Regardless of whether you train for fun, fitness or competition, having your dog pick up an injury can be devastating. Vets have recently become increasingly concerned about the number of dogs injured whilst training and competing in dog sports.
Careful management of your beloved pet can make all the difference with regards to lowering the risk of becoming injured.
Recent studies have found that keeping your dog within a healthy weight for its breed, height and age is the biggest factor for preventing injuries, especially concussion injuries and the early onset of conditions such as arthritis.

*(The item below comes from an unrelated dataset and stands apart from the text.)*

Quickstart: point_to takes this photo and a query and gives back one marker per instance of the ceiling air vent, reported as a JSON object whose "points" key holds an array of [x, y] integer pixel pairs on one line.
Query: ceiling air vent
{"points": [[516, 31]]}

Research into agility has found that the most common injuries are soft tissue sprains and strains. A recent survey found that although the majority of competing dogs were uninjured, 33% of dogs in training had suffered an injury, while 58% of those injuries had occurred at a competition. The shoulders were most commonly injured, followed by the back, stifle (knee), thigh, hip and toes. The majority of injuries occurred on the A-frame, dogwalk or bar jump. Training in Flyball on rubber matting was associated with an increased likelihood of arthritis, foot pad and dew claw injuries than those trained on grass, this would probably be similar for agility training, although no studies have looked at training on an equestrian sand surface, where many clubs often train.
If your dog becomes injured STOP. Do not continue training or competing and seek help from your vet. Helpful first aid is that anything that feels hot or warmer than usual to the touch should have an ice pack placed against it. If it is in an area where the dog has less, or thin fur then wrap the ice pack in a flannel to prevent ice burns on the skin. Try to hold it there for as long as the dog will allow, but no longer than 20 minutes at a time. Repeat this several times a day until you can see your vet.
There are often signs before an injury happens that owners should pay attention to. Slower than usual times, knocking poles, slower through the weave or corners are all signs that your dog may not be quite comfortable, or may have a muscle pull or strain.
If your dog is lame, then you need to speak to your vet and get proper treatment for the lameness. Sometimes your vet may not be able to pinpoint a reason for why your dogs performance has decreased, especially if your dog is not actually lame, under these circumstances you may need to have your dog checked over by a therapist. Therapists, such as McTimoney therapists, can help to alleviate tight muscles, which in turn can help prevent strain on tendons. Tendons are more likely to be injured if the muscle associated with it is tight. Treatment can help increase performance and prevent injury. The therapist can advise on suitable exercises to help strengthen any weak muscles, this will help improve performance, prevent injury and allow your dog to continue enjoying agility for many years. Regular treatment, say at the beginning or end of the indoor season, can help to spot any injuries or tight muscles before they prevent the dog from competing.
Following a suitable warm up and cool down routine will dramatically help lower the odds of picking up and injury, as will paying attention to your dogs overall fitness and energy levels, if your dog seems to have less energy than usual it may be necessary to speak to a qualified nutirtionist, veterinary nurse or vet about what to feed to increase vitality or control weight.